If you are pursuing design thinking at your school, perhaps you are using the d.School model:

  • Empathize, Define, Ideate, Prototype, Test.

Or perhaps you are using the model from Design Thinking for Educators:

  • Discovery, Interpretation, Ideation, Experimentation, Evolution.

At Mount Vernon, we’ve developed our own model of design thinking:

  • DEEP – Discover, Empathize, Experiment, Produce.

Or perhaps you are working to nurture and build innovators and tracking with such work as Innovators DNA, purposefully infusing the known traits of innovation:

  • Observing, Questioning, Experimenting, Networking, Associating.

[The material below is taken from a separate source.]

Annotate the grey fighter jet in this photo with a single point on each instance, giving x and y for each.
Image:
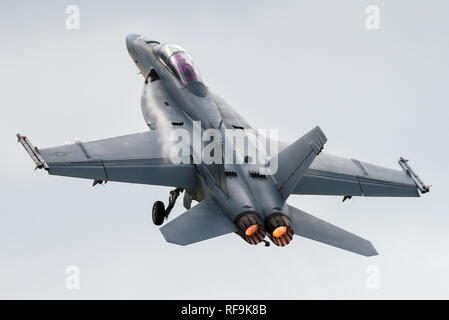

Among all of these models, and among the practices of the most highly respected designers and design thinkers, empathy lives at a core – through intentional and purposeful discovery, observation, and ethnography – in order to enhance and improve design for the needs of the user.

Assessment – formative assessment – is essential for one to be a design-intentional teacher.

How are you using assessment as a systemic tool for exceptional design? For the user experience? For the learners?

#ItsAboutLearning

Numbers Count: Contextual Assessment and Quantitative Measures in #PBL #DTk12

“He got one out of three!,” said Phil.

“Wow! Can you believe that?!,” responded Ann.

Did the “He” in this short story experience success or failure? Context makes all the difference in the world, doesn’t it?

I can imagine one context: A teacher on a team is reviewing assessment data, and Phil announces to his team that a student “got one out of three.” The tone could be disappointment and disbelief, indicating that Phil thought the student had more command over what had been assessed. The teammate, Ann, knowing how hard the team has been working on the lesson study and assessment echoes Phil’s consternation. In fact, I’ve heard just such a conversation.

I can also imagine a second context: A young boy relatively new to baseball is talking to his mom about a player hitting one out of three at-bats during a season, as the boy figures out what batting averages of .333 mean versus averages of .250. In this context, the exclamations indicate wild excitement at reviewing the success of the young boy’s friend who made the All-Star team. The mom is reflecting the excitement with a big smile on her face, saying, “Can you believe that?!” In fact, I’ve heard just such a conversation.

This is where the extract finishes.